Now walk away. Leave the pepper to steam for 20 minutes or so. The hot pepper juices — some of which have leaked out onto the baking sheet you were prepared enough to lay down — will loosen up that papery, charred skin. Now you can wipe it away from the body of the pepper with your fingers — which will get sticky and gross. And the actual pepper will fall apart in your hand. You will have to wipe the seeds away, and flick them into the sink — also a little gross. (This is why TV chefs don’t do this on camera.) But you will be left with a beautiful, perfectly roasted pepper that you can chop up for this recipe.
Putting together the rest of this “salad”:
Cream the cream cheese and peanut butter together until they are light and fluffy, then mix in the peppers, celery, seasonings, and lemon juice. Set aside briefly.

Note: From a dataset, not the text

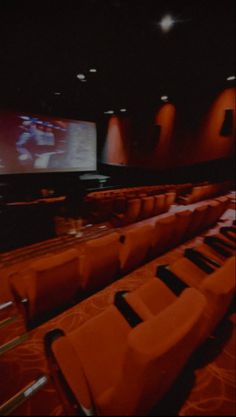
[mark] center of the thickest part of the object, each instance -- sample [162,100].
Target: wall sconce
[227,126]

Whip the heavy cream and mayo together until fluffy, then fold it into the rest of the mixture. Spoon it into a lidded container, and freeze for several hours, then cut it into cubes and serve it to a confused but impressed dinner date.
Looking at the list of ingredients, at this point, you are probably saying to yourself, “There’s no way.” This seems like a very odd dish. And I have to confess that I have no idea how or why anyone came up with it, but it is — hold on to your hat — very tasty. It’s just very unexpected. If you find that you’ve become jaded and your palate has become numb to caviar, truffles and wagyu beef tartare, this might be a dish that jolts you back to your senses and braces you to soldier on for another day.
Which is not to say that this wouldn’t go super-well with a glass of Champagne.